Inside Beverly Hills’ Most Exclusive Sex Club with Karley Sciortino

The year is 2013. Oxford Dictionary’s word of the year is “selfie.” People are posting nudes on Tumblr and watching season 2 of Girls. There’s a documentary about Burning Man. The Feminist Porn Awards are still a thing. Lindsay Lohan is shooting The Canyons opposite an adult film star. It was a different time, and it was in this moment that Damon Lawner, living in Beverly Hills and one million dollars in debt, had the idea to start what would become the most exclusive and expensive sex club of our time, SNCTM.
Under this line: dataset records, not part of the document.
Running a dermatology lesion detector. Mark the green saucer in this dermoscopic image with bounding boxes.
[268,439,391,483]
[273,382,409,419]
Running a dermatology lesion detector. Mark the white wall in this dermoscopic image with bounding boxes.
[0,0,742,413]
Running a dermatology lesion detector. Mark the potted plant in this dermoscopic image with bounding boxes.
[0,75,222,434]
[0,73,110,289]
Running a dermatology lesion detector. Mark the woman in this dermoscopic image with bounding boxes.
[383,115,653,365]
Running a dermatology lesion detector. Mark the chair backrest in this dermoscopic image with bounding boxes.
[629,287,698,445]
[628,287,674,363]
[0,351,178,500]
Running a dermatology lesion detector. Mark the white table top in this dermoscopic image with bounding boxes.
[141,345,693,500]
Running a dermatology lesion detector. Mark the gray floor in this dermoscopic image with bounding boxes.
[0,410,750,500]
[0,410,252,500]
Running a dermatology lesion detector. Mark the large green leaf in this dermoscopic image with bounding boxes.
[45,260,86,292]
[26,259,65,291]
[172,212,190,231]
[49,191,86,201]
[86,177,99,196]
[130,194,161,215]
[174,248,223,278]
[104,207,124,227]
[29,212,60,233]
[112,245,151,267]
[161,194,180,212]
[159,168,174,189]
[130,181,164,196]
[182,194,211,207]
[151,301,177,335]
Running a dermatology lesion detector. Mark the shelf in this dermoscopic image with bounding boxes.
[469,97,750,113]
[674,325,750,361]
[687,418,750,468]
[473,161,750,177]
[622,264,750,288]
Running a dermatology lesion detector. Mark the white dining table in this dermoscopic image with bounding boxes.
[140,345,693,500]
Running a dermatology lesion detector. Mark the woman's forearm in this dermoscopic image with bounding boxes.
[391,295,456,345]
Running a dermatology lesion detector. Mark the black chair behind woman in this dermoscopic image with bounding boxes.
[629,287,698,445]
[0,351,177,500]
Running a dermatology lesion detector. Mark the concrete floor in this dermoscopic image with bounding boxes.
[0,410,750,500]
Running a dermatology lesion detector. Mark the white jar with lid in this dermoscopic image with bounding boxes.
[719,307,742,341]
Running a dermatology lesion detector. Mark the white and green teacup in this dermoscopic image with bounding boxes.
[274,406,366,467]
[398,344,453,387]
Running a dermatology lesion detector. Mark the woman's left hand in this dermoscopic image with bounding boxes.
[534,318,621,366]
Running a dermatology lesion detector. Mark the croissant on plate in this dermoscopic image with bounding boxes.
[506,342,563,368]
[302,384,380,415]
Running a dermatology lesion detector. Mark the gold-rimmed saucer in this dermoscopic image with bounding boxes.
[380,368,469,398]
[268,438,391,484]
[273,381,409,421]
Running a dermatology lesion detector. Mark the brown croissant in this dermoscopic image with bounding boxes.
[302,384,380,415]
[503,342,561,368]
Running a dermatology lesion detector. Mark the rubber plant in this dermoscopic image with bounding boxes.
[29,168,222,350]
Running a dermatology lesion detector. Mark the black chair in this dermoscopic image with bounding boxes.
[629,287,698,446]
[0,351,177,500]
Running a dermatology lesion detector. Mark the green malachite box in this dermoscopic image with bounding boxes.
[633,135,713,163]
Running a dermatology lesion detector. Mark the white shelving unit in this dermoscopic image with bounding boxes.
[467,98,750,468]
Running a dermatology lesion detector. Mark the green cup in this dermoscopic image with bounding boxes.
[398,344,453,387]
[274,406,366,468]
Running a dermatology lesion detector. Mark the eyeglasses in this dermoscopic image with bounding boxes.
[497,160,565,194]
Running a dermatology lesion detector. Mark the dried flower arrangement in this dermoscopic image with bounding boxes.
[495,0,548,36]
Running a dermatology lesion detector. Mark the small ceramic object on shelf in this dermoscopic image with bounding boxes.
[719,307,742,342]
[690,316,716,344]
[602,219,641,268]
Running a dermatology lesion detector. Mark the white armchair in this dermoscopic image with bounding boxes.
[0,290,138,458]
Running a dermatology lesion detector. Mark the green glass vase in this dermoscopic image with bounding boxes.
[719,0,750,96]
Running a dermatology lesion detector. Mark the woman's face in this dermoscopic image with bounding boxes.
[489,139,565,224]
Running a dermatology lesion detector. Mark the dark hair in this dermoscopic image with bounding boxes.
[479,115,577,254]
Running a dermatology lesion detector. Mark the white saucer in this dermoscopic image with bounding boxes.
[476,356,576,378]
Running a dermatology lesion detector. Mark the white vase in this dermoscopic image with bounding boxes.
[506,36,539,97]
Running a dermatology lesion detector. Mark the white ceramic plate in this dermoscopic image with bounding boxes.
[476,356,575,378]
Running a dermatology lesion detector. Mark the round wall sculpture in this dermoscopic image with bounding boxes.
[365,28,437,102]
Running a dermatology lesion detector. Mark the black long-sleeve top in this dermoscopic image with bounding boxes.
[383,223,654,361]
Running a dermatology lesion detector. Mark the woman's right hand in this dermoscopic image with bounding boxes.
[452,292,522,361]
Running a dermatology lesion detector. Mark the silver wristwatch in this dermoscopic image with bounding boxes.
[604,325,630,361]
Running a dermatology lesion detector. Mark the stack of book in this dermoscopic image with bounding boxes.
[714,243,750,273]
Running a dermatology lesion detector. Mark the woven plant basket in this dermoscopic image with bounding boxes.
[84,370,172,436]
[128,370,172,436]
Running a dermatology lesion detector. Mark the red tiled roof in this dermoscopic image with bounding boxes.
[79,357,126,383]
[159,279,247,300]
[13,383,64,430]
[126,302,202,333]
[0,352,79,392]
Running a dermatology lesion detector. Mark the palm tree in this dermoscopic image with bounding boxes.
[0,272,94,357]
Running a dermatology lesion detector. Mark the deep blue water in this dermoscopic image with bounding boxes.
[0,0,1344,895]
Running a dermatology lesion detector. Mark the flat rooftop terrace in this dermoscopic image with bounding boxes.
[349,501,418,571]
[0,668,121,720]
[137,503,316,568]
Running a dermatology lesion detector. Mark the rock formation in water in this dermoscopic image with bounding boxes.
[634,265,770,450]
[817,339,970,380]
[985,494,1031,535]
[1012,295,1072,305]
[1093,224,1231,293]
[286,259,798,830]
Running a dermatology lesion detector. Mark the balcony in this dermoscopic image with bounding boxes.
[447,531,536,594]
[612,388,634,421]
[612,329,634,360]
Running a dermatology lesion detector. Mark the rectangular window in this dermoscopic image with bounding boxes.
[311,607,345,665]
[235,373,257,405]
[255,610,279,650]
It’s a story of serendipity. For the uninitiated, SNCTM (pronounced “sanctum”) became a phenomenon, and this particular type of “high-end” sex party turned into a trend. All over New York, Los Angeles, and London, masquerade orgies were being held on entire floors of upscale hotels or spacious lofts. The men worked in finance or real estate and the women were vaguely bisexual. There were a lot of slim gray suits and Agent Provocateur lingerie that cost more than a month’s rent.
It all feels very aughts: There was the second tech boom and an online culture that was increasingly image and wealth-obsessed. The self-development blogosphere-speak of Silicon Valley became enmeshed with millennial ethos, and every aspect of our lives turned into something to disrupt; our every action calculable. SNCTM rose to success at a time when “ethical non-monogamy” became yet another aspiration. In a real sign of the era, Gwyneth Paltrow’s wellness startup Goop wrote about the club, prompting speculation that she was one of its celebrity regulars—of which there were rumored to be many. There was also chatter that anyone who went had to sign a NDA, so whatever happened at SNCTM remained, more or less, in the domain of whisper networks.
Damon Lawner sold SNCTM in 2019, and is now opening up about what really went down in a new podcast, Sanctum Unmasked, hosted by Slutever author and Vogue columnist Karley Sciortino. In interviews with Lawner, his wife Melissa, and many people in and around the world of SNCTM, Sciortino goes beyond simply an exposé of freaky sex tales, focusing on the people involved in the scene and the very human questions at heart of sexual exploration: what happens when you try an open relationship and test your emotional boundaries along with those of the people you love?
Here, Sciortino spills the secrets on what really happens at a SNCTM party, whether the millennial “trend” of non-monogamy is over, and what we’ve learned along the way.
Damon set out to create “sexually transcendent experiences for the one percent.” Not that sex parties don’t exist today, but this specific kind of party feels very aughts.
Obviously, we went through a recession in 2008/2009, and this was the beginning of the economy growing and shifting. It was the nexus of all this stuff: the rise of the sugar baby, the economy changing, Fifty Shades of Grey was coming out, and non-monogamy was entering the cultural conversation. It was just the beginning, and this stuff felt enormously transgressive and exciting. If someone now was like, “I’m going to start a high-end sex party,” you’d be like, “Who cares?” Literally, right before I opened my computer I was watching the trailer for Sanctuary starring Margaret Qualley. She plays a dominatrix and it’s like, oh, we’re here now. Is culture going to become more wholesome again? And to bring it back to economics, I mean now, we are in this time of extraordinary income inequality.
With SNCTM and the “trend” of non-monogamy flourishing at that time, looking back, do think it was naive? These scenes attracted a lot of first-timers, and there was a sense that as long as everyone is a consenting adult, it was okay.
What’s fascinating is that this was before #MeToo. I do think that these spaces were ahead of their time, in a lot of ways. With SNCTM, the golden rule was always ask before you touch. That kind of language didn’t really exist outside in the normal world at the time, at bars, parties…or at least I wasn’t hearing that. However, SNCTM was also a maniac free-for-all. People in leadership at the company were sleeping with employees and performers, performers were sleeping with guests. There was an enormous amount of sex work without any determined boundaries.
The parties were shrouded in a mystery of “anything could happen,” but often that was only the case if you could pay for it. There were always sex workers or “sugar babies,” but SNCTM also had its own “house girls” or “atmosphere models.” What is the difference?
An atmosphere model is essentially an employee of the club, a performer, whose job is to walk around and create an atmosphere. It could just be a woman who is super hot and in skimpy lingerie, or she’s naked and wandering around brushing people with feathers, or she’s hanging out, asking people little sexy questions to initiate conversation. Some of them are dressed in fetish gear. It’s just filling the club with hot people who are uninhibited. Like, everyone wants to have that friend who gets the party started.